Saskatoon city council, in a special session on Tuesday morning, voted to stop requiring proof of vaccination against COVID-19, or recent negative tests for the disease, for people entering city facilities when the provincial government rescinds the public health order to that effect on Feb. 14.
Councillors also voted to keep requiring visitors to wear a mask in city buildings and on public transit even after the province no longer requires it.
City officials told councillors they recommended removing the proof of vaccination or a recent negative test requirements because the city legally relies on the province to implement them.
“It would be very challenging to continue proof of vaccination without the public health order in place,” emergency planning director Pamela Goulden-McLeod stated.
Requiring masking, city solicitor Cindy Yelland said, is less invasive and therefore more defensible, compared with requiring proof of vaccination.
On Tuesday Premier Scott Moe announced the province would lift that requirement at the end of the month.
Reacting to the premier’s announcement, Mayor Charlie Clark told the other councillors he was relieved masking would remain in effect until the end of February.
City manager Jeff Jorgenson said the city would be in a more contentious situation were it to keep requiring COVID-19 restrictions when the province didn’t.
The administration’s original recommendations didn’t include masking continuing on buses because it is more difficult for a single employee, like a bus driver, to enforce the measure.
Coun. Darren Hill moved the city still require masking on buses–though he clarified drivers shouldn’t be responsible for enforcing the measure at this time.
He proposed another motion charging the administration with reporting back on how to enforce the measure, whether by using private security firms or even coordinating with Saskatoon police, by the end of the month.
Coun. Hilary Gough added the city should also explore conflict resolution.
Officials faced questions from councillors over the timing of the measure.
Goulden-McLeod’s presentation showed recent wastewater data indicate there is a lot of COVID-19 in the city and there is a high likelihood transmission of the disease is uncontrolled.
“I guess I’m trying to understand what ‘crisis’ means if our data is showing that the numbers in our hospitals are still very, very high, vis-à-vis the crisis being over,” Coun.
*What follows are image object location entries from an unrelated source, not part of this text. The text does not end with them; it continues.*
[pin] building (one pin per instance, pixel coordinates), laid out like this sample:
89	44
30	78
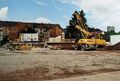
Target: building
111	29
45	31
114	39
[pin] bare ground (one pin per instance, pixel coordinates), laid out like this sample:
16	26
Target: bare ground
56	65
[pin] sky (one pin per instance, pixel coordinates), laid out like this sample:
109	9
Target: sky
99	13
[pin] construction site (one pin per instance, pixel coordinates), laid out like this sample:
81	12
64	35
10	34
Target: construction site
47	52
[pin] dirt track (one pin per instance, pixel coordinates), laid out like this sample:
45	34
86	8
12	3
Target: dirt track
52	65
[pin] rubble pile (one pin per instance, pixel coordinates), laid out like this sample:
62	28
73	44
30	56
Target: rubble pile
114	47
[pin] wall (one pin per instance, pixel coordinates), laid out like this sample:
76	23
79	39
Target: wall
114	39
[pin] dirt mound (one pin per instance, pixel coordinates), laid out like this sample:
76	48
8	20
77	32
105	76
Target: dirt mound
114	47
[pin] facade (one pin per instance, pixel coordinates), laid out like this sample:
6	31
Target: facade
114	39
111	29
28	37
45	31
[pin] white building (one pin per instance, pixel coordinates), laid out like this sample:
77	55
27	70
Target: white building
29	37
110	29
114	39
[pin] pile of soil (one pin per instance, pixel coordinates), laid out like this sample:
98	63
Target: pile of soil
113	47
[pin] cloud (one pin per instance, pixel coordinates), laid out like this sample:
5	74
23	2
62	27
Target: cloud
3	13
42	20
40	3
100	13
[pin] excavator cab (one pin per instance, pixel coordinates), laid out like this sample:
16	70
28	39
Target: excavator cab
89	40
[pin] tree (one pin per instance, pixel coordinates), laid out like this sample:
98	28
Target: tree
71	31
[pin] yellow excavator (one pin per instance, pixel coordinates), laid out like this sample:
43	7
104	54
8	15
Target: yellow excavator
89	40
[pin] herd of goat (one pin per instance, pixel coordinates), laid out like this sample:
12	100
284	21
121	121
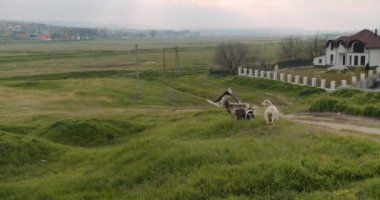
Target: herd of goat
239	110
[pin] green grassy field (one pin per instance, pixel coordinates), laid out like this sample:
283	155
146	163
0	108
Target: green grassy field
72	132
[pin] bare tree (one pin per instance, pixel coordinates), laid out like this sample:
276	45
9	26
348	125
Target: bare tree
315	46
232	55
299	48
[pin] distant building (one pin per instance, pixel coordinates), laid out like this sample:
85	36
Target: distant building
358	50
44	37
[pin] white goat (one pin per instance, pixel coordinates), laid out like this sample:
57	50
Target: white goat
271	114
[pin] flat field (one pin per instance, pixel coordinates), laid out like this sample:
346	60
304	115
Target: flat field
75	124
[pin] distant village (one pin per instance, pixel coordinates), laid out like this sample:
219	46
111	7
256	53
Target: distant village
14	30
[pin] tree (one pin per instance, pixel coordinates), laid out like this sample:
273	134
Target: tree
153	33
293	47
232	55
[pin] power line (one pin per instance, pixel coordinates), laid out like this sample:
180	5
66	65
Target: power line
164	62
137	72
177	69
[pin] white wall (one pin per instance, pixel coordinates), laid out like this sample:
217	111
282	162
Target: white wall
317	59
374	56
328	54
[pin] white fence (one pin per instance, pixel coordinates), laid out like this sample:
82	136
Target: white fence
362	82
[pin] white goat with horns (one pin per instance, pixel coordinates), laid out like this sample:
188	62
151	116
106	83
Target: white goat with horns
271	114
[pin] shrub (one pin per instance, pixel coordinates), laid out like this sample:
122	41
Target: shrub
346	93
323	105
310	91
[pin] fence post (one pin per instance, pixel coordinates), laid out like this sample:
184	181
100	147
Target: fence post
239	71
323	83
289	78
262	74
268	75
256	73
370	73
314	82
362	76
354	81
332	85
344	83
305	80
297	79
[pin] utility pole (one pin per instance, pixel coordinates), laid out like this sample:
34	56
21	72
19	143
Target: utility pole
137	72
164	62
177	70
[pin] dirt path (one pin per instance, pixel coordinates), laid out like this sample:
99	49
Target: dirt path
338	122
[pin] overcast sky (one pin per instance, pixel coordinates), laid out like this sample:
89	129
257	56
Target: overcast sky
202	14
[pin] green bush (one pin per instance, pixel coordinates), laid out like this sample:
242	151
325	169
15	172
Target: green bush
310	91
323	105
346	93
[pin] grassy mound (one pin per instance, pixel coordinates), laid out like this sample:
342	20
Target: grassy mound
90	132
348	101
270	85
20	151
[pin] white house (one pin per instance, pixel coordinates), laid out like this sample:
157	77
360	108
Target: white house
358	50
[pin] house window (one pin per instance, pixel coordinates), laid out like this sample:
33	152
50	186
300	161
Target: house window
356	60
362	60
358	47
350	61
344	60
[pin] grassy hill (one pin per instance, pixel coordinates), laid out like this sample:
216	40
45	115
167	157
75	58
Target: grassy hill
90	134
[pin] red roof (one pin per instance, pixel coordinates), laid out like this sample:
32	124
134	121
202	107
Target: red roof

Cynthia Block said.
“When public health orders are implemented that impact a large – all of us in the community, it’s an indication that something is really abnormal in our community,” Goulden-McLeod said.
“And when public health orders are rescinded or changed, it’s an indication that the assessment is that the crisis has passed at this point.”
“You’re saying it’s a political decision, not a medical decision?” Block responded.
Goulden-McLeod replied by telling Block city officials have followed public health orders and consulted medical health officers during the pandemic.
“We’re following the direction of the province and the direction of the province is that now the responsibility for decisions goes to individuals, businesses, organizations and municipalities going forward,” she said.
“Our main goal is to ensure we can keep the community as safe as possible, while still – and keeping our programs and activities as welcoming as possible and a safe environment for people,” Clark said, during his closing comments.
The administration will also report back on whether or not to continue requiring masking in city facilities later this month.